Ahmed, A, Ahmed, R, Ali, SS, Patel, U, Shahid, I, Zafar, M, Sharma, A, Ashraf, A, Jani, V
Clinical neurology and neurosurgery. 2020;:106146
Abstract
BACKGROUND The objective of this paper is to assess the clinical outcomes between non-traumatic intracerebral hemorrhage(ICH) in patients using direct oral anticoagulants(DOAC) versus vitamin K antagonists(VKA) for non-valvular atrial fibrillation. We also evaluated the predictors of the poor post-ICH outcomes. METHODS We have performed pooled meta-analysis to assess long-term clinical outcomes in patients with DOAC-ICH as compared to those with VKA-ICH. A systematic literature search was conducted by searching the full-text English literature in PubMed, EMBASE, and Cochrane databases for observational studies reporting outcomes on interest. MOOSE guidelines were used to collect data till December 31, 2019 and random effects analysis was carried out to account for heterogeneity.

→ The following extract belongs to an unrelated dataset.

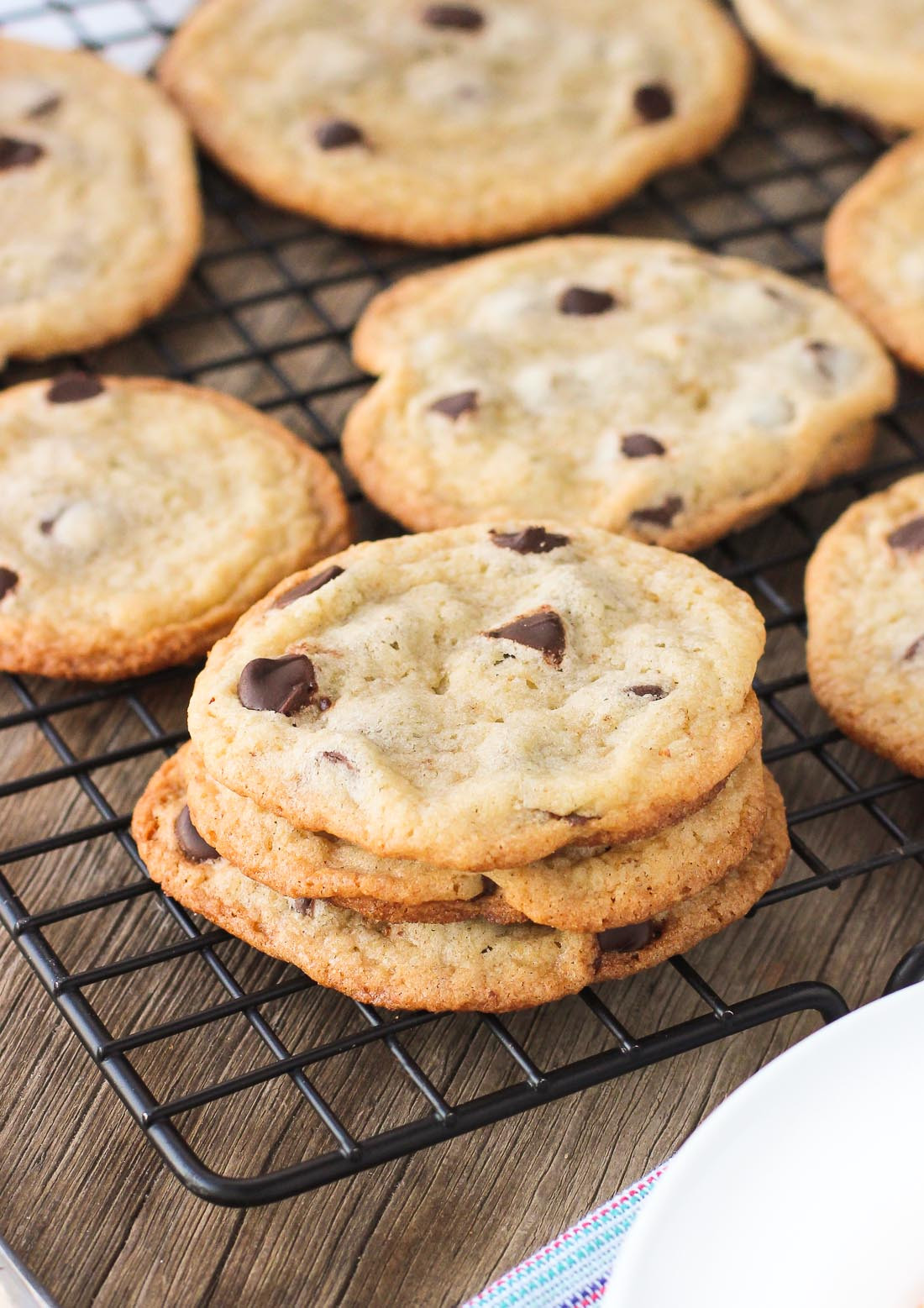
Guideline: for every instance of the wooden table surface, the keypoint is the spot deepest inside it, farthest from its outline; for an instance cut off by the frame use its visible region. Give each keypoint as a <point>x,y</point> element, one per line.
<point>84,1200</point>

For outcomes, risk ratios(RR) and the mean differences were pooled using a random-effects model and weighted mean differences (WMDs), respectively. RESULTS Seventeen studies met the inclusion criteria (n = 25,354 patients; DOAC-ICH arms = 5,631; VKA-ICH arm = 19,273). Patients with DOAC-ICH had smaller hematoma volumes (WMD=-9.59; 95%CI=-15.33--3.85; I2 = 68.6%) and reduced mortality rate at discharge (RR = 0.82; 95%CI = 0.71-0.96; I2 = 9.4%). There was no significant difference between the two groups in rate of hematoma expansion (RR = 0.79; 95%CI = 0.56-1.11; I2 = 50.9%), unfavorable functional outcome(Modified Rankin Scale) at discharge (RR = 0.82; 95%CI = 0.56-1.18; I2 = 80.2%), unfavorable outcome at 3-months (RR = 0.77; 95%CI = 0.56-1.06; I2 = 63.9), and mortality at 3-months (RR = 0.90; 95%CI = 0.73-1.10; I2 = 35∙8%). Multivariate meta-regression revealed that the average age of patient population had a significantly negative correlation with(RR=-0.202; p = 0.017) hematoma expansion. CONCLUSION We conclude that use of DOAC is associated with reduced hematoma volume and mortality rate at discharge. Age is a predictor of the poor outcome of hematoma expansion.